I felt like the satan took control of my mouth because it wasn't even me talking I felt like. Anyways, I apologized to her later that night as she went to sleep with our daughter and she said we can talk about it the next day. She came to sleep in our bed an hour or so after I apologized but she didn't say anything and neither did I. The next day I apologized again and she said we will talk about it later in the day. The day came and went and she didn't bring it up and neither did I. I feel horrible and I want to make amends but what do I do? My wife if a very strong minded person and she is definetely not the fogiving type. She is home now and I am thinking about having flowers delivered to her by a florist. Is this appropriate with her being home?


----------



## alphaomega (Nov 7, 2010)

No. This is not ok. 

You said sorry. Leave it at that. If she can't accept your apology then she's the one that has to deal with it. Not you.

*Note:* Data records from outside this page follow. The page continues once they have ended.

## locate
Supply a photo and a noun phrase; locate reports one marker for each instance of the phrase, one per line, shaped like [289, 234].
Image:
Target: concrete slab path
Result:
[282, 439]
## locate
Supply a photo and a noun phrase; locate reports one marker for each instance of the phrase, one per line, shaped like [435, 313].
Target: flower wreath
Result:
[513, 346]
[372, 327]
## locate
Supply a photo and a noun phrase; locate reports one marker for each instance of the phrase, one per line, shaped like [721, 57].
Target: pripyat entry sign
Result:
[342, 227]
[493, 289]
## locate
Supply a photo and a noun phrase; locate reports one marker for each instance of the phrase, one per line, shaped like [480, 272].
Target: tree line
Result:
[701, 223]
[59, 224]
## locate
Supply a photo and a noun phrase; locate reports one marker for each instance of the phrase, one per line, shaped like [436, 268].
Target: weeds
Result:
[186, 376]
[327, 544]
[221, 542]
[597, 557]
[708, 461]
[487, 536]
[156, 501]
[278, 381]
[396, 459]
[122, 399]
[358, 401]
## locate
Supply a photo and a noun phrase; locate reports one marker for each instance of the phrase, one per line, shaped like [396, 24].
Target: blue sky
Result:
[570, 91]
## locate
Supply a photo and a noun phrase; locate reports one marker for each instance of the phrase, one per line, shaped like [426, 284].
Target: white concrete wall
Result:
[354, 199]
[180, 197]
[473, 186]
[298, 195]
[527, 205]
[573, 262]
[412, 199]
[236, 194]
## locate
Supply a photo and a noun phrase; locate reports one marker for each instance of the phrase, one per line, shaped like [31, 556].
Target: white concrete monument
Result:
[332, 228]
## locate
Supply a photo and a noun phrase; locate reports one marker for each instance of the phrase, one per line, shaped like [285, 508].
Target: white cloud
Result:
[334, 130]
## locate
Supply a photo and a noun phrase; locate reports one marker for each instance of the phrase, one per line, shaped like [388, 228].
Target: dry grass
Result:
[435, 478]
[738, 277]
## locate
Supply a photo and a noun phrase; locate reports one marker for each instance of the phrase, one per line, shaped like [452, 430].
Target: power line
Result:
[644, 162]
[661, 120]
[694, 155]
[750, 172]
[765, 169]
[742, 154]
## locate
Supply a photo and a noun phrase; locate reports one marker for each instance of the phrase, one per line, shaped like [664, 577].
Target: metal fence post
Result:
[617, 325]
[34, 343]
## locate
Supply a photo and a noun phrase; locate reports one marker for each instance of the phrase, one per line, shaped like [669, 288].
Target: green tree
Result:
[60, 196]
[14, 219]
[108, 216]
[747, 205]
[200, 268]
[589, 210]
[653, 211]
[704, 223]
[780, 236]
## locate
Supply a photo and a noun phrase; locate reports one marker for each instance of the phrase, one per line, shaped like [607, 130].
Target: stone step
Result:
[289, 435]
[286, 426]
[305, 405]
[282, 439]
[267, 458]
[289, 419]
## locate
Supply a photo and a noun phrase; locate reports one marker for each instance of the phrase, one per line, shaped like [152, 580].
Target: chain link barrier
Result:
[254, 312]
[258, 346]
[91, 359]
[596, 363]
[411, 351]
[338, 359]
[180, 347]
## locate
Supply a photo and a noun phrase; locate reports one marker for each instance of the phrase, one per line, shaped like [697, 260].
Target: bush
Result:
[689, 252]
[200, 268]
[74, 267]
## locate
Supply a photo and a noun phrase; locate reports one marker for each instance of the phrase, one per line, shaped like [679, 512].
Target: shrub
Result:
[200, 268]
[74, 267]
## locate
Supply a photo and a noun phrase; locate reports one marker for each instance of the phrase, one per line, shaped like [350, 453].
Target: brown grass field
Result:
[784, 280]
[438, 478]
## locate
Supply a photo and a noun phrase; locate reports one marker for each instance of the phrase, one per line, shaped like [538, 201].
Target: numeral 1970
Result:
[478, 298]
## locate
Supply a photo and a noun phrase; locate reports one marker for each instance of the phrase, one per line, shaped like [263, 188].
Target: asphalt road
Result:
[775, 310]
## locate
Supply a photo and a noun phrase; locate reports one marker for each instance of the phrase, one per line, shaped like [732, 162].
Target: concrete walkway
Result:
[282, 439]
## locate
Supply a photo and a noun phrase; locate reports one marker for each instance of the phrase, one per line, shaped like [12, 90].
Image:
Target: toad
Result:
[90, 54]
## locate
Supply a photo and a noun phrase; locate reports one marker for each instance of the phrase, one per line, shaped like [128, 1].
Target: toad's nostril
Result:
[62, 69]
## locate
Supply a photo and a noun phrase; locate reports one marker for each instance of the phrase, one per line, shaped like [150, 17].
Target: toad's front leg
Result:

Sending her flowers is bad. Particularly when it gives the impression....hey! You had an EA on me. I'm totally ok with that! And go have another, because I won't mind.

But, never lose your cool like that again. It's actually a sign of weakness. Don't yell. Just state the facts in a firm voice.
_Posted via Mobile Device_


----------



## the guy (Aug 3, 2010)

Wait a second, she had an affair and you want to reward her?

Sub conciously you brought the resentment that has built up. In my opinion flowers should be sent after the talk, not before.

What started the fight?

It seems there are alot of things that are still on the table, and sending flowers now is just "carpet sweeping". Sending flowers while she continues to close/wall up, just empoweres her to behave the same way the next time.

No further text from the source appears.